同サービスは、現在同研究所が運用している地域情報活用基盤「eコミュニティ・プラットホーム」をベースに、カスタマイズや必要な機能の追加を実施したもの。地域(自治体や町内会など)の防災担当者に向け、地域が抱える課題について、その解決の手法や実践の事例をさまざまな研究データベースから検索することができる。
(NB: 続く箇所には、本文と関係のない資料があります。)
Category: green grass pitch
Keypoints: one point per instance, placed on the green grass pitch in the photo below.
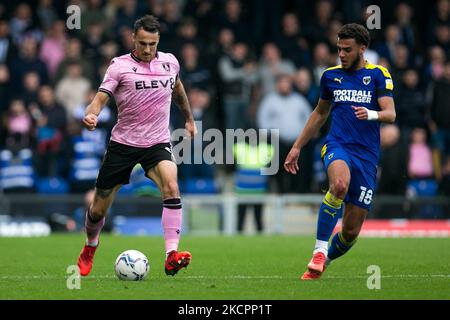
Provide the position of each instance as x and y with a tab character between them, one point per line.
238	267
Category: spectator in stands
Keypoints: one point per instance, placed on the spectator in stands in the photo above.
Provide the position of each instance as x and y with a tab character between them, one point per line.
435	67
8	49
203	114
407	31
19	127
387	47
193	72
420	163
238	73
321	61
440	15
303	84
27	61
53	46
287	111
51	122
401	63
233	19
442	37
72	89
440	112
202	12
410	103
223	44
46	14
93	40
319	22
188	34
393	169
292	41
170	21
92	14
22	24
126	40
74	54
126	15
5	90
444	186
271	66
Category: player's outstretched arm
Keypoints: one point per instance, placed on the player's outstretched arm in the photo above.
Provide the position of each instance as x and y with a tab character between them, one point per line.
316	120
387	113
180	98
93	110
さらにユーザーが自分の属性(町内会、自主防災会など)や地域の社会的特性を登録することで、「おすすめ実践事例」として類似の推奨課題とそれに適した実践事例を各種データベースから自動推奨するという。研究者に問い合わせするなどコミュニケーション機能も付加したほか、ユーザーは所属する団体やコミュニティの役割に対して付与されるため、後任への引継ぎも可能だ。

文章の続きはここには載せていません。